Who's paying for the boxes? A non-profit builds the boxes and costs for installation, alarming, etc., run about $10,000 including, interestingly, billboard advertising. Charities such as the Knights of Columbus have typically picked up the tab.

Now, I can see the arguments going on, politically and ethically, about this turn of events, and of course the arguments turn around your particular position on abortion and he un-navigable divide between 'pro-life' and 'pro-choice'. I'm not going there because, to be honest, the whole argument breaks my heart and the divide between these two heartfelt and honest camps is indicative of our moral quandary as human beings. But, this story is one of the 'bookends' for the column this week. The 'begin' of the 'beginning'. Now, the 'end' of the 'ending', the other bookend, the connection, as I felt it.

I'll avoid some details because they're not important. Let's just say that I was confronted today with a binful of memories. Not my memories (I've got a heartful of them, of course). A stranger's memories. A pile of nicely (and in some cases expensively) framed color photographs and portraits. Studio produced in some cases, glassed, expensively produced and maintained, and until recently, I would guess, lovingly placed on mantels, tabletops, bookcases. Along with this pile (and piled it was) were a few yearbooks and an old photo album. The album had pages and pages of the 'old fashioned' photos, like your parents (or even my own lifetime) took, black and white, attached to black construction paper pages. The photos were taken by what we used to call a 'brownie' camera and most were carefully annotated with written names, place, years taken on the back in old fashioned blue ink, from a fountain pen. You get the idea, and visual, I'm sure.

My inquiries to a disinterested co-worker netted the response that these were all unwanted by the unnamed family and were to be disposed of.

I will be honest, dear reader, I became pretty depressed at this. It was pretty obvious that someone was cleaning out a parent's home, probably after a death, and found no need for years and years of memories, wedding photos, anniversary photos, all memories of people long ago, now to be forgotten. Well, worse than forgotten. Not needed. A burden. Collecting dust if kept.

Maybe I'm going too far in wondering what in the past was painful to the remaining living, or at least not worth keeping and remembering. What relationships foundered, or what secrets are alive in the survivor's mind but could be temporarily or even permanently 'forgotten' by tossing all of the portraits and photographs and yearbooks and albums in a bin and saying to a stranger: "Toss it. All of it."

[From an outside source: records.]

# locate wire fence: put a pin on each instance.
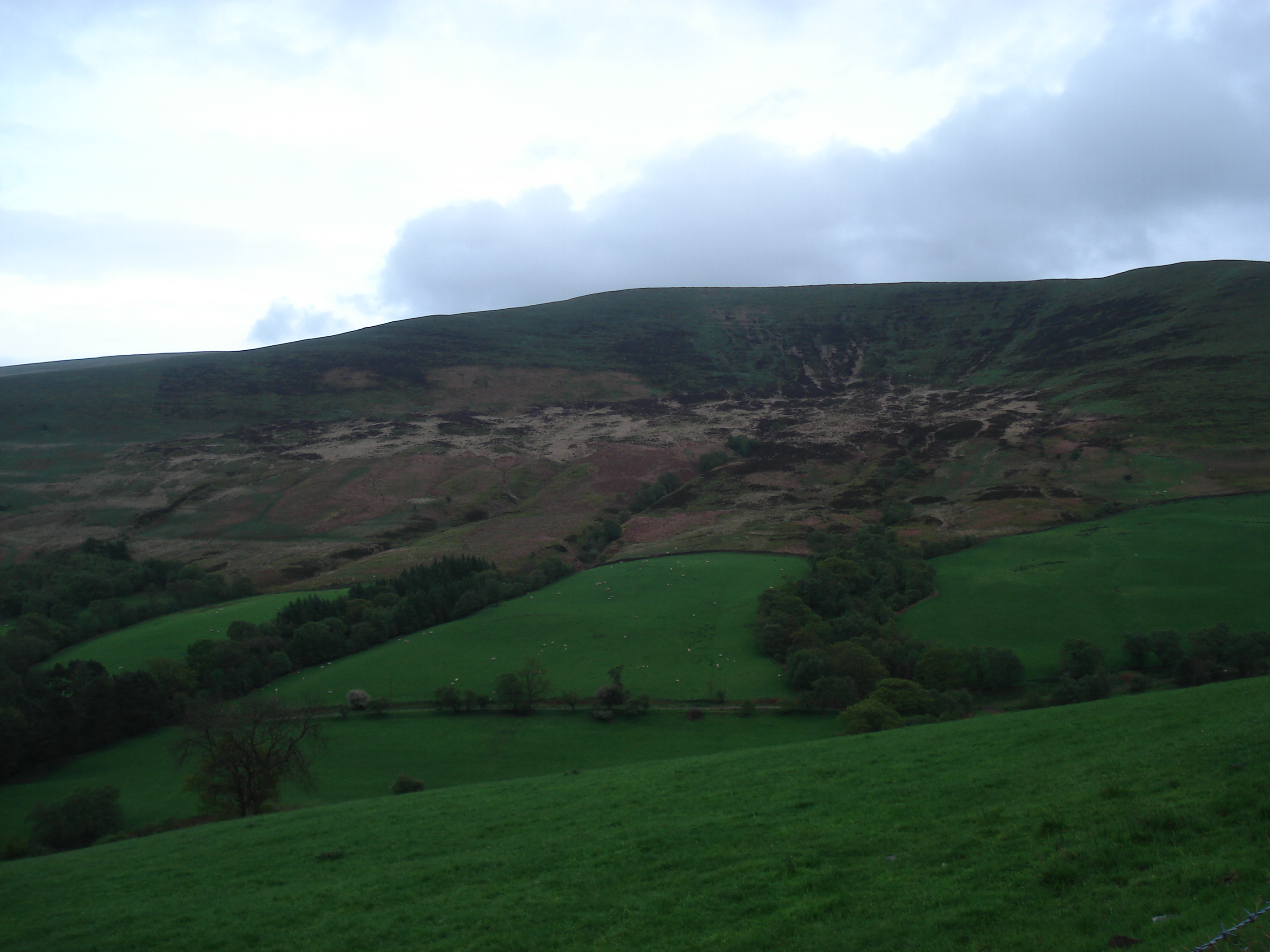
(1230, 934)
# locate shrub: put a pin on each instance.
(611, 696)
(82, 819)
(940, 668)
(407, 785)
(1080, 657)
(637, 705)
(712, 461)
(991, 669)
(869, 716)
(905, 697)
(830, 692)
(449, 697)
(512, 693)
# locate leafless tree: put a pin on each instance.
(245, 752)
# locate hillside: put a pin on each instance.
(1049, 831)
(1185, 565)
(506, 433)
(365, 755)
(681, 626)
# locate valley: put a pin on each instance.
(690, 498)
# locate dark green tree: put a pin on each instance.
(80, 820)
(1080, 657)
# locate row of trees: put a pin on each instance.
(73, 709)
(520, 691)
(836, 632)
(1204, 655)
(64, 598)
(317, 630)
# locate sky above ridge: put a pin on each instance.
(202, 176)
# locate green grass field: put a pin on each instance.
(365, 755)
(1184, 565)
(679, 624)
(168, 636)
(1048, 831)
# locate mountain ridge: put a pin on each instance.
(307, 464)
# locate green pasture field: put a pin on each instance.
(168, 636)
(365, 755)
(1183, 565)
(680, 625)
(1051, 831)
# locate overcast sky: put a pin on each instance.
(215, 176)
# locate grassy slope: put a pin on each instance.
(677, 624)
(1183, 565)
(1180, 349)
(1052, 829)
(365, 755)
(169, 635)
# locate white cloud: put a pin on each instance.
(1155, 149)
(168, 168)
(286, 321)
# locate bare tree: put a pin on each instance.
(247, 752)
(536, 683)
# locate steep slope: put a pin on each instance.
(1025, 404)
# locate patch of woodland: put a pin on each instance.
(72, 709)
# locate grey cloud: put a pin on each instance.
(286, 321)
(1157, 149)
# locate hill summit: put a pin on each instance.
(942, 408)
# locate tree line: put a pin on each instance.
(64, 598)
(836, 632)
(72, 709)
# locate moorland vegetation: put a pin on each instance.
(877, 431)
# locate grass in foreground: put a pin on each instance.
(680, 625)
(1052, 829)
(1184, 565)
(365, 755)
(170, 635)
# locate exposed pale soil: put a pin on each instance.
(486, 471)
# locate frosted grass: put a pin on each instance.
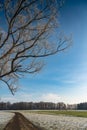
(5, 117)
(52, 122)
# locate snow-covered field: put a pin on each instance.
(52, 122)
(4, 118)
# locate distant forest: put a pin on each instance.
(41, 106)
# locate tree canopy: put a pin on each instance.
(29, 35)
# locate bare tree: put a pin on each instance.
(28, 36)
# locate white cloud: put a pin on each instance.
(50, 97)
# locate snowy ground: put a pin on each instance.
(4, 118)
(52, 122)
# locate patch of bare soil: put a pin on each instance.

As the glass and metal frames crashed, tinkled, shattered, I couldn't help thinking of the end of life while contemplating the story about the 'baby boxes'. How precious our lives and memories are, how fragile, as well, and all that lies in between the newborn and the newly deceased.

I don't know how to word the indecipherable thoughts that have been coursing through my brain considering these two extremes of life and death as they were presented to me within hours. I thought of Jackson Browne's words: "...while looking through some photographs / I found inside a drawer / I was taken by a photograph of you.....You were looking back to see who was behind you...and in the moment the camera happened to find you / there was just a trace of sorrow in your eyes...". Or, maybe Chrissy Hine's "I found a picture of you / Those were the happiest days of my life...". Maybe even the eternal, ancient wisdom of Ecclesiastes in: "A time to be born, a time to die..."

Unknown babies born into a hostile world, unknown lives relegated to frames and yearbooks, photos of strangers long forgotten. A life's beginning in anonymity, and ending, essentially, the same. Stories to tell, that need to be told, and of course everyone has a story.

I've no idea how to end this column this week. Perhaps you might think about these two disparate events/things/stories, and come up with a connection. Or a story. Thanks for listening.